His staff stays on top of the training required to serve their client base of small animals, horses and food animals. McCoy is committed to purchase equipment to facilitate an extensive scope of services, such as ultrasound, digital X-ray and orthopedic treatment.

Not everything pays for itself. “But if you don’t have it, that affects your ability to do services,” McCoy said.

Animal Health Center fields calls from all over the region, thanks to a lack of veterinarians and vet technicians in Eastern Oregon.

“I used to know my volume numbers. Now we’re just lucky to get through the day,” McCoy said.

More pets, more need

At Urgent Animal Care in Milton-Freewater, more clients were showing up on that day.

Joel Morgan had brought in Cupcake, a Shih tzu-poodle mix. The dog had bloody diarrhea that had reached the urgent stage, Morgan said, and he hadn’t been able to get into his regular vet.

“I’ve been wracking my brain to figure out what happened. We’re not sure if she got into something,” he told the veterinary assistant behind the counter.

Nearby sat Shauntel McKnight of Pendleton, with her elderly dog. Remi was at the clinic for a tumor, McKnight said.

Veterinarian Kelli Kidd had plenty of help that morning, but she doesn’t take that for granted.

Kidd affirms the veterinarian shortage is felt harder in rural spots on the map. She, too, sees the problem in layers.

Many more veterinarian graduates are women. That’s wonderful, she said, but young women, mostly, start families and don’t necessarily want to work full time afterward, Kidd said.

“So it takes more vets to fill the same number of hours,” she said.

The pandemic seems to have been a real turning point in vet care, Kidd said.

Animal adoption rates shot way up for many reasons, including the company pets provide and that people were working from home. Without being able to go out and spend money, more people had the time and funds needed for pet care.

At the same time it was harder to practice animal medicine, given the constraints put in place to control spread of the coronavirus, she said.

The situation put a big demand on practices, while costs rose at the same time.
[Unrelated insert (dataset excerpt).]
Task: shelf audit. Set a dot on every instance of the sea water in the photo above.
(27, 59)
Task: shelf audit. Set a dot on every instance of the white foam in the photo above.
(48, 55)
It’s all grown worse as corporations buy up clinics and set higher prices, Kidd and others said.

Kidd estimates all but three veterinary practices from Walla Walla to Pendleton are now owned by corporate entities.

None of this has helped draw vet graduates to rural communities, who are under great pressure to make good money right away, she added.

Health costs to providers

Whenever the pendulum swings back to more veterinarians in the field — which the American Veterinary Medical Association estimates will happen in the next 10 years — it might not be enough to fill the deficit in smaller communities, Kidd predicted.

Much of this workforce is retiring, and suicide rates among veterinarians is alarming, according to a report the Journal of the American Veterinary Medical Association published.

The 2019 study found veterinarians in the United States are three-to-five times more likely to die by suicide than the general population.

A U.S. Centers for Disease Control and Prevention study that year reported nearly 400 veterinarians died by suicide between 1979 and 2015.

It’s estimated about 80% of all veterinarians suffer from clinical depression at some point, and about 50% report feeling unhappy in their careers, a TIME magazine story noted.

Clients’ emotions can contribute greatly to the stress level, Kidd said. Not only is their pet going through some kind of medical trauma, there can be issues paying for that care.

“There is sticker shock. And people take it out on the vets, when we’re just asking to be paid for our services,” she said, emphasizing that most people are lovely and grateful.

In a corporate practice, such a lack of funds could mean a client gets turned away.

“If you bring in a kitty with a broken leg, we’ll find a way to make it work … That lets me sleep at night. But in a corporation, I might get fired for that.”

Meantime, Kidd and Kenndy continue a perpetual quest to fill out their staff, including with at least one more veterinarian.

“I would get two full time vets,” Kidd said, “if I could.”